GOTTA Take That One Last Ride

Several of the inimitably esteemed recording artistes I had the pleasure of becoming Lost In The Grooves with have recently made grand new releases available to discriminating listeners and/or readers out there in what remains of the real world.  Yes of course there’s head Kink Ray’s LONG-awaited so-low album (which sounds not too bad at all to what’s left of these ears), but what truly is exciting me this week is Sundazed’s full-color re-release of that last “real” Jan and Dean long-player, Popsicle.

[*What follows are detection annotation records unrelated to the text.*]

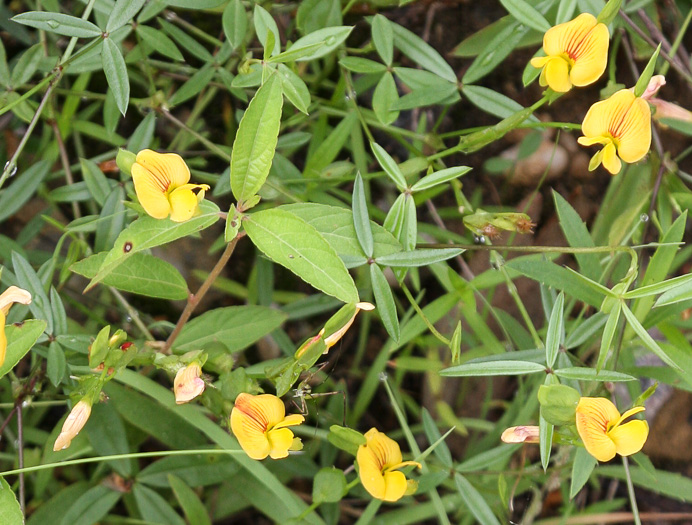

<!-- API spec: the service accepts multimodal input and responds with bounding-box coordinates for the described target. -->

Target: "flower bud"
[53,399,91,452]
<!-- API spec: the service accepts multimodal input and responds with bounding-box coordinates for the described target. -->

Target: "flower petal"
[267,428,293,459]
[382,470,408,501]
[543,57,572,93]
[168,184,198,222]
[618,98,651,162]
[132,163,171,219]
[569,24,610,86]
[356,442,386,499]
[608,419,649,456]
[365,428,401,469]
[603,142,622,175]
[135,149,190,189]
[576,397,620,461]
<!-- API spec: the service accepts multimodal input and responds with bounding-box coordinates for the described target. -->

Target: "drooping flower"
[577,397,649,461]
[500,425,540,443]
[231,394,305,459]
[131,149,209,222]
[0,286,31,366]
[577,89,651,175]
[356,428,420,501]
[531,13,610,93]
[53,399,91,452]
[173,362,205,405]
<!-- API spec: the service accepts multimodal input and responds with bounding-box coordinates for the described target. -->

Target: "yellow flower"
[231,388,305,459]
[53,399,91,452]
[531,13,610,93]
[500,425,540,443]
[0,286,31,366]
[578,89,651,175]
[173,363,205,405]
[577,397,649,461]
[131,149,209,222]
[356,428,420,501]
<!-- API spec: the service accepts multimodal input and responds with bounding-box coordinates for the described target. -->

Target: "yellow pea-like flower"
[576,397,649,461]
[231,394,305,459]
[577,89,651,175]
[131,149,209,222]
[356,428,420,501]
[0,286,31,366]
[531,13,610,93]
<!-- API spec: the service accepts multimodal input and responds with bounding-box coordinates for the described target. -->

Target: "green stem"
[622,456,642,525]
[0,448,245,478]
[401,283,449,346]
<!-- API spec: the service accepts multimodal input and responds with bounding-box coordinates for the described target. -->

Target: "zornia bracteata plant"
[0,0,692,525]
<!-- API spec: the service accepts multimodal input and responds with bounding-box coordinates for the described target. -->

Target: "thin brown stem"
[163,234,244,353]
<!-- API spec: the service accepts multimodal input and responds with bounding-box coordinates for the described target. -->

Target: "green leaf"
[370,264,401,341]
[553,190,601,280]
[411,166,472,192]
[106,0,146,33]
[136,25,185,60]
[544,293,565,366]
[289,26,353,62]
[221,0,247,49]
[372,71,399,125]
[243,208,358,303]
[70,252,188,300]
[168,474,211,525]
[353,172,374,257]
[59,485,122,525]
[454,473,500,525]
[440,360,545,377]
[253,4,281,55]
[339,57,387,74]
[622,303,681,371]
[281,203,401,259]
[555,366,637,381]
[86,201,219,290]
[376,248,464,268]
[231,72,283,205]
[0,478,24,525]
[461,85,538,122]
[500,0,550,33]
[312,467,346,503]
[462,23,525,84]
[371,14,394,66]
[569,447,598,499]
[370,142,406,191]
[390,23,457,84]
[173,305,286,353]
[11,11,103,38]
[132,483,185,525]
[101,38,130,116]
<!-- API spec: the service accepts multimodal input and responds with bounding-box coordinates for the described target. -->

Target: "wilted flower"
[500,425,540,443]
[578,89,651,175]
[0,286,31,366]
[131,149,209,222]
[531,13,610,93]
[173,362,205,405]
[231,394,305,459]
[53,399,91,452]
[577,397,649,461]
[356,428,420,501]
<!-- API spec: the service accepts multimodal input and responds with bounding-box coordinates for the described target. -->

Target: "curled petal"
[608,419,649,456]
[173,363,205,405]
[135,149,190,189]
[132,163,171,219]
[53,400,91,451]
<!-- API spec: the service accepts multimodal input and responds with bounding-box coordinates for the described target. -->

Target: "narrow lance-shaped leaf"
[231,75,283,203]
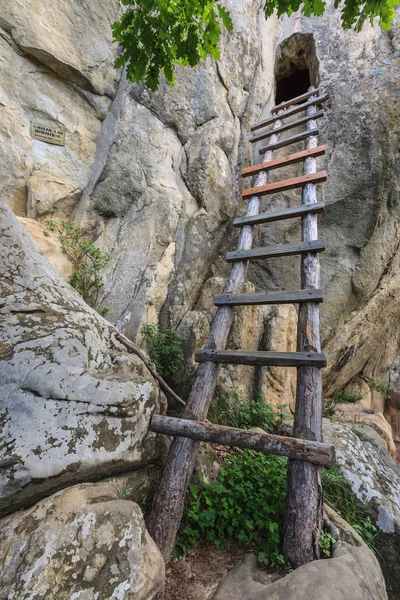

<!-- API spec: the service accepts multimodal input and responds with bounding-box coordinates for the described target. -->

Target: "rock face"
[0,205,163,513]
[324,419,400,600]
[212,509,387,600]
[0,483,164,600]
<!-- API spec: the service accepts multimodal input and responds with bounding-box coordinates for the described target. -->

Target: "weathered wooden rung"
[242,146,325,177]
[214,288,323,306]
[150,415,336,467]
[233,202,325,227]
[271,88,319,114]
[226,240,325,262]
[249,110,324,144]
[195,349,326,369]
[251,94,329,131]
[258,127,319,154]
[242,171,326,198]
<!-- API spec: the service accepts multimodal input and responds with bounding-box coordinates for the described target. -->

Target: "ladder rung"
[242,171,326,198]
[233,202,325,227]
[249,110,324,144]
[214,288,323,306]
[251,94,329,131]
[226,240,325,262]
[271,88,319,113]
[258,127,319,154]
[242,145,325,177]
[195,349,326,368]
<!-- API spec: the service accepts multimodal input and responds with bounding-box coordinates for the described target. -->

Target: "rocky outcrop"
[324,419,400,600]
[0,483,164,600]
[0,205,163,513]
[212,508,387,600]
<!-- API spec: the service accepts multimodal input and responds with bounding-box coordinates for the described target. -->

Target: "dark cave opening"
[275,65,311,105]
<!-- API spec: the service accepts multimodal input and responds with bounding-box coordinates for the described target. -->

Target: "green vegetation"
[175,450,377,568]
[208,391,290,433]
[112,0,398,91]
[318,529,336,558]
[44,219,111,315]
[142,323,184,377]
[176,450,286,567]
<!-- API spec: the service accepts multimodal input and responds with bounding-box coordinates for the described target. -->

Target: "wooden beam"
[242,171,326,198]
[146,120,280,563]
[233,202,325,227]
[214,289,323,306]
[195,349,326,369]
[150,415,336,467]
[258,126,319,154]
[226,240,325,262]
[251,94,329,131]
[242,145,325,177]
[271,88,319,114]
[249,110,324,144]
[283,92,323,567]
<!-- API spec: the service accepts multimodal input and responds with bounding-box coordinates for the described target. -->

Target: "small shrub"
[44,219,111,315]
[208,392,290,433]
[318,530,336,558]
[368,377,392,400]
[175,450,286,567]
[142,323,184,377]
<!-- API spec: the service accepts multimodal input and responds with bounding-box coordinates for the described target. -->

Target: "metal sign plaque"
[31,122,65,146]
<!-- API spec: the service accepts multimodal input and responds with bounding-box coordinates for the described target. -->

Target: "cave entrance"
[275,33,319,105]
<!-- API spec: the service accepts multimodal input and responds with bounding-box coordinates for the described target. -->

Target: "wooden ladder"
[147,88,335,567]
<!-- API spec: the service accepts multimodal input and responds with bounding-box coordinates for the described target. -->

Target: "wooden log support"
[242,171,326,198]
[271,88,319,114]
[249,110,324,144]
[214,289,323,306]
[242,145,325,177]
[150,415,336,467]
[258,125,319,154]
[195,349,326,369]
[283,92,323,567]
[251,94,329,131]
[146,119,281,563]
[226,240,325,262]
[233,202,325,227]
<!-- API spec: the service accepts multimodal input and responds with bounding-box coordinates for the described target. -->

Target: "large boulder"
[212,509,387,600]
[0,483,164,600]
[324,419,400,600]
[0,205,163,513]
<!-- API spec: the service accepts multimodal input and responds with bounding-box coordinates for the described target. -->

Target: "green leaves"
[112,0,399,91]
[142,323,184,377]
[112,0,233,91]
[176,450,286,567]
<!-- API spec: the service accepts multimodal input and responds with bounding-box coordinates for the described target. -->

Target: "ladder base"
[195,349,327,369]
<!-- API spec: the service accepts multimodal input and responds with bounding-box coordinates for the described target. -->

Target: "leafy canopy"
[112,0,398,91]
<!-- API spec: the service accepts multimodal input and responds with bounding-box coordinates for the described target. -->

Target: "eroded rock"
[0,483,165,600]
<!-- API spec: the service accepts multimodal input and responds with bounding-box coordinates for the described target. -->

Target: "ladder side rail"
[283,89,323,567]
[146,120,282,563]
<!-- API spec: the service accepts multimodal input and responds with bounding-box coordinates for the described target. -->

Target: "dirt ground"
[163,542,245,600]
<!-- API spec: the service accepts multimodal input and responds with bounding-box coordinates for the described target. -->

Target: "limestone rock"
[212,509,387,600]
[0,205,163,512]
[323,419,400,600]
[0,483,164,600]
[0,0,119,95]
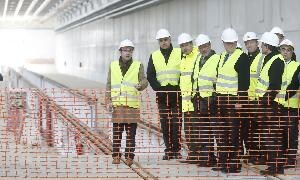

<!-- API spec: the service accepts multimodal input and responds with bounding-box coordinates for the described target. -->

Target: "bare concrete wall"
[56,0,300,83]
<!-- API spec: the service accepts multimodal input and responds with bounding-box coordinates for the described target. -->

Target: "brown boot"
[112,156,120,164]
[125,158,133,166]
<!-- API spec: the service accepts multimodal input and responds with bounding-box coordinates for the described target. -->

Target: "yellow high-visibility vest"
[216,49,243,95]
[274,61,300,108]
[110,60,141,108]
[152,48,181,86]
[255,54,283,97]
[192,54,220,98]
[180,47,198,112]
[248,53,264,100]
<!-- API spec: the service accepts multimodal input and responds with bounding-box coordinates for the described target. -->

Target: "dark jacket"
[248,48,260,66]
[147,45,181,107]
[260,51,284,103]
[218,49,251,103]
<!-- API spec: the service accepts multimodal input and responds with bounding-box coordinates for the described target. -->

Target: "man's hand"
[134,83,142,90]
[234,104,242,109]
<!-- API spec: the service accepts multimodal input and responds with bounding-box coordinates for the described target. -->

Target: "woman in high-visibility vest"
[147,29,182,160]
[106,39,148,166]
[255,32,284,175]
[212,28,250,173]
[275,39,300,168]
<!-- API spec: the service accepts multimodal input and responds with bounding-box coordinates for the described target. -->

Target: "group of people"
[107,27,300,175]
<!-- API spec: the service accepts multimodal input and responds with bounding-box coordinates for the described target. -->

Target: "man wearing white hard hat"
[147,29,182,160]
[270,26,284,43]
[255,32,284,175]
[213,28,250,173]
[178,33,199,164]
[192,34,220,167]
[242,32,263,162]
[275,39,300,168]
[106,39,148,166]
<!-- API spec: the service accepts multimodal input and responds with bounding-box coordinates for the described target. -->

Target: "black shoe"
[172,153,182,159]
[221,168,241,173]
[211,167,226,171]
[284,161,296,169]
[163,155,172,160]
[179,156,199,164]
[249,157,266,165]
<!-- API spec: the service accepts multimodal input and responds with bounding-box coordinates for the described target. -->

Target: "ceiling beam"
[32,0,51,17]
[24,0,39,17]
[14,0,24,17]
[2,0,8,19]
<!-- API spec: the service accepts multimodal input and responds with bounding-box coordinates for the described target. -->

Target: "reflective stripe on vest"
[180,47,198,112]
[216,49,243,95]
[255,54,283,97]
[193,54,220,97]
[110,60,141,108]
[274,61,300,108]
[152,48,181,86]
[248,53,264,100]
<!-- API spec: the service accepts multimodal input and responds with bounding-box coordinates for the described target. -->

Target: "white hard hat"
[270,26,284,36]
[178,33,193,45]
[155,29,171,40]
[259,32,279,47]
[236,42,242,48]
[195,34,210,46]
[280,39,295,48]
[243,32,258,42]
[119,39,134,49]
[221,28,239,42]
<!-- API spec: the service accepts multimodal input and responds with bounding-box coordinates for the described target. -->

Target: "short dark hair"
[265,44,278,52]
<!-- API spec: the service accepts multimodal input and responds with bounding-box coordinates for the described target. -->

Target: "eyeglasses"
[280,47,293,53]
[121,49,133,52]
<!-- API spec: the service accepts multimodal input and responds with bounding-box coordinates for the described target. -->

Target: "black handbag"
[193,93,209,113]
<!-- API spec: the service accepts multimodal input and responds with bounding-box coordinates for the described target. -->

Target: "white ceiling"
[0,0,68,28]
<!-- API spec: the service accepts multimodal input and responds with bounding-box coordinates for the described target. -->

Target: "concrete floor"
[0,64,300,179]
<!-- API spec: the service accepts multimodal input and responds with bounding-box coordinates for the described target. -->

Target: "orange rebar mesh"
[0,89,300,179]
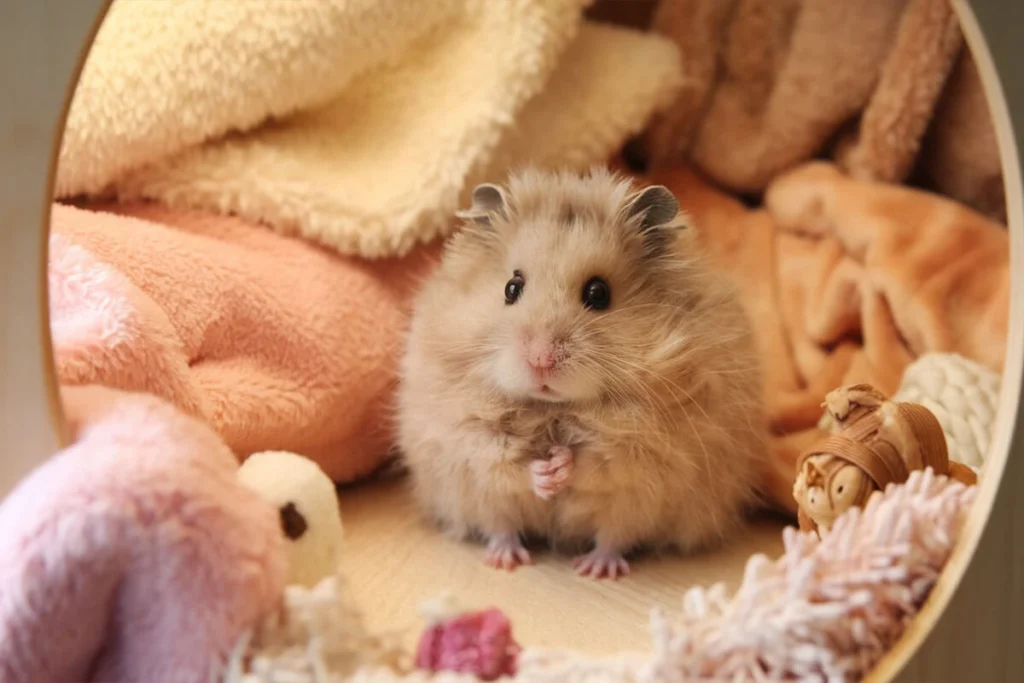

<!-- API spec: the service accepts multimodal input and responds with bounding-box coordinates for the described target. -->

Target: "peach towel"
[49,204,435,481]
[651,163,1010,512]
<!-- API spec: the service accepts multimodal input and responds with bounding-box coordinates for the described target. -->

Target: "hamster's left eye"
[583,278,611,310]
[505,270,526,306]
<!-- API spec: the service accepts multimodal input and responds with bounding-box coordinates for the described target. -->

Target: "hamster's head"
[415,169,687,402]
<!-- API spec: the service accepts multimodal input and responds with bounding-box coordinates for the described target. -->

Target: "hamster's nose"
[526,342,555,373]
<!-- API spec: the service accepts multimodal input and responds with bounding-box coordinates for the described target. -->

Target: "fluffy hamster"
[398,169,765,578]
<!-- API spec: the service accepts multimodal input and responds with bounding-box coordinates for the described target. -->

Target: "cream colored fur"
[399,171,765,551]
[58,0,681,257]
[56,0,456,197]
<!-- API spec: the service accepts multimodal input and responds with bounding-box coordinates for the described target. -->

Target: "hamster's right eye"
[505,270,526,306]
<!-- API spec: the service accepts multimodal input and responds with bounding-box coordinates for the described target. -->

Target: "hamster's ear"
[626,185,679,232]
[455,182,507,226]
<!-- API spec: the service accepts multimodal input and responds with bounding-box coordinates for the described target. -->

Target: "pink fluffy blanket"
[49,205,436,481]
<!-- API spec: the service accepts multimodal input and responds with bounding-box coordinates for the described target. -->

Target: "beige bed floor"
[340,479,784,654]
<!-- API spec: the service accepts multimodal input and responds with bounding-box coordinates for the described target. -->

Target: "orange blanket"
[649,163,1010,512]
[49,205,435,481]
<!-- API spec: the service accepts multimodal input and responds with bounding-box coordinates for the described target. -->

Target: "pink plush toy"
[0,387,286,683]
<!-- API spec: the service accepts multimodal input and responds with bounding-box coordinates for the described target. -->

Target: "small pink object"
[416,607,522,681]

In truth a hasty grab-bag of hits, misses, and miscellania circa ’62 thru ’66 cobbled together to, um, commemorate Captain Jan Berry’s recent near-fatal car crash, the Popsicle album actually provides just as wild and crazy a ride as yer typical J&D LP ever would (e.g.: Side Four of The Jan & Dean Anthology Album, anyone?!!) as it veers madly from the ridiculous (“One-Piece Topless Bathing Suit,” perhaps the funniest Sloan/Barri composition this side of “Eve Of Destruction”) to the sublime (Jan’s tongue-possibly-deep-within-cheek “Norwegian Wood”) and THEN some (a fully half-an-album’s worth of selections with either “Summer” or “Surf” in the song-titles themselves: “She’s My Summer Girl” has long been a quite guilty pleasure-o-mine, you know, while J&D’s “Summer Means Fun” more than hangs ten against the Fantastic Baggys’ near-identical version, I’ll have YOU know).

So as Jan lay hovering next to death in nearby UCLA Medical Center, and his until-then hapless cohort Dean “The Boy Blunder” scoured the vaults to fulfill the duo’s contractual commitment to Liberty Records, “Popsicle” the song — originally appearing as “Popsicle Truck” on the November ’63 Drag City album — crept to the mid-twenties on the sales charts (I can distinctly remember it jumping from my childhood six-transistors as that fateful Summer of 66 was about to arrive), providing a sticky-sweet if tragically premature capper to the initial career of our most fave pop duo this side of Don & Phil.  But Popsicle the ALBUM is in retrospect as fine a place as any to immediately reacquaint oneself with the majesty and true mondo-magic which was, and forever shall be, Jan Berry and Dean O. Torrence …until Sundazed gets very round to re-issuing their beyond-classic Jan & Dean Meet Batman, that is !!